Skip to main content

Analytics Guide for Manuscript Metadata

This guide is organized into Section-Level Metrics and Document-Level Metrics, each grouped into related categories. For each group, we explain what the metrics are and why they matter for refining your manuscript.

Section-Level Metadata Metrics

Structural & Size Metrics

Metrics that capture the basic shape and length of each section or chapter.

  • title & subtitle

    • What it is: Chapter or section headings detected from <h1>, <h2>, <h3> elements.
    • Why it matters: Ensures headings accurately reflect content and tone. Clear titles help readers navigate and set expectations.
  • author

    • What it is: Byline detected in the first few paragraphs (e.g., “By Jane Doe”).
    • Why it matters: Verifies consistent attribution and flags missing or misattributed sections early in editing.
  • words

    • What it is: Total word count in the section.
    • Why it matters: Tracks chapter length.
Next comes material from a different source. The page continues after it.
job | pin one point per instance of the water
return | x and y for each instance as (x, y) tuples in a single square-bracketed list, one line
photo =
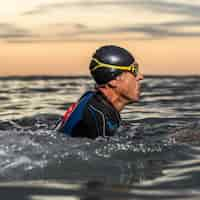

Identify outliers—very long or short sections—to balance pacing and maintain reader engagement.
  • paragraphs

    • What it is: Count of <p> blocks.
    • Why it matters: Indicates how text is chunked. Breaking up long paragraphs improves readability and flow.
  • chars

    • What it is: Character count (including spaces).
    • Why it matters: Helps monitor overall document size for submission limits or digital serialization.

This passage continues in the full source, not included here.